Advent of Code 2021 - Day 10

Useful Links

Concepts and Packages Demonstrated

Parsimonious List Comprehension User-defined exceptions

defaultdictreversing str

Problem Intro

I enjoyed this one. There are a couple of ways of going about the problem, and I ended up writing three different solutions.

Solution #1 - Using the Parsimonious PEG Library
Solution #2 - Writing my own parser
Solution #3 - Stripping out brackets

We’re told that our sub’s navigation data is corrupted. The navigation is our input data, and it looks like this:

[({(<(())[]>[[{[]{<()<>>
[(()[<>])]({[<{<<[]>>(
{([(<{}[<>[]}>{[]{[(<()>
(((({<>}<{<{<>}{[]{[]{}
[[<[([]))<([[{}[[()]]]
...

Each line contains one or more navigation chunks.
Chunks open and close with matching brackets.
Valid brackets are any of (), <>, {}, and [].
Each chunk contains zero or more inner chunks.

We’re told some lines are incomplete, whilst some are corrupted.

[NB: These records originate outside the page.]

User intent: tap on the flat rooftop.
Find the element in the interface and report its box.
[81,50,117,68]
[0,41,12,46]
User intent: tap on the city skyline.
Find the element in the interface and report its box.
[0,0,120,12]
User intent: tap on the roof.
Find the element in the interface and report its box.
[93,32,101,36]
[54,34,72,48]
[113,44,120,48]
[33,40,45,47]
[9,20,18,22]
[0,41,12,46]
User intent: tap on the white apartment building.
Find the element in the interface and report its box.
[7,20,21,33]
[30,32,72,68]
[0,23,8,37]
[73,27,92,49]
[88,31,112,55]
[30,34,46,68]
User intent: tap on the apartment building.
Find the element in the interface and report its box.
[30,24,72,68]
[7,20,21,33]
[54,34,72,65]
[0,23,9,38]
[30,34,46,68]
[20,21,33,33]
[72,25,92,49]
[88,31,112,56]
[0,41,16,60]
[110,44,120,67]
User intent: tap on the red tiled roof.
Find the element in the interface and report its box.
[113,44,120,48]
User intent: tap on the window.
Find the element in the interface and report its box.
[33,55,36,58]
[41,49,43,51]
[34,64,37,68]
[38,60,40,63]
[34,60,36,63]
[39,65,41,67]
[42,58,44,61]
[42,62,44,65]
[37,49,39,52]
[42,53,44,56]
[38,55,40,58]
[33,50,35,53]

Corrupt lines will have a closing bracket in the wrong place. I.e. because a different closing bracket is expected. For example, "{()()()>" must be corrupt, because we have a > without a corresponding <.
Incomplete lines do not have any closing brackets in the wrong place. But there are chunks still open, and thus missing appropriate closing brackets. For example, "{<<[]>>(" must be incomplete, because the last ( has not been closed, nor has the {.

Solution #1

My first solution uses the very cool Parsimonious. This is a library that allows the parsing of grammars, i.e. a set of terms that follow a defined set of rules. Think of it like regex on steroids, since it has the ability to recognise specific language terms, but also recurse into those terms.

Part 1

We’re ignoring incomplete lines. We’re told to find the first invalid chracter in each corrupted line, and determine its score. Each type of invalid character maps to one of four unique scores. Then we’re asked to add up these scores, to give the total syntax error score.

Setup

Let’s import what we need:

from collections import defaultdict
import logging
import os
import time
from parsimonious import Grammar, ParseError
from parsimonious.exceptions import IncompleteParseError

SCRIPT_DIR = os.path.dirname(__file__) 
INPUT_FILE = "input/input.txt"
# INPUT_FILE = "input/sample_input.txt"

logging.basicConfig(format="%(asctime)s.%(msecs)03d:%(levelname)s:%(name)s:\t%(message)s", 
                    datefmt='%Y-%m-%d %H:%M:%S')
logger = logging.getLogger(__name__)
logger.setLevel(level=logging.INFO)

The solution

Let’s define our Parsimonious Grammar, i.e. the set of rules that determine whether our input is valid.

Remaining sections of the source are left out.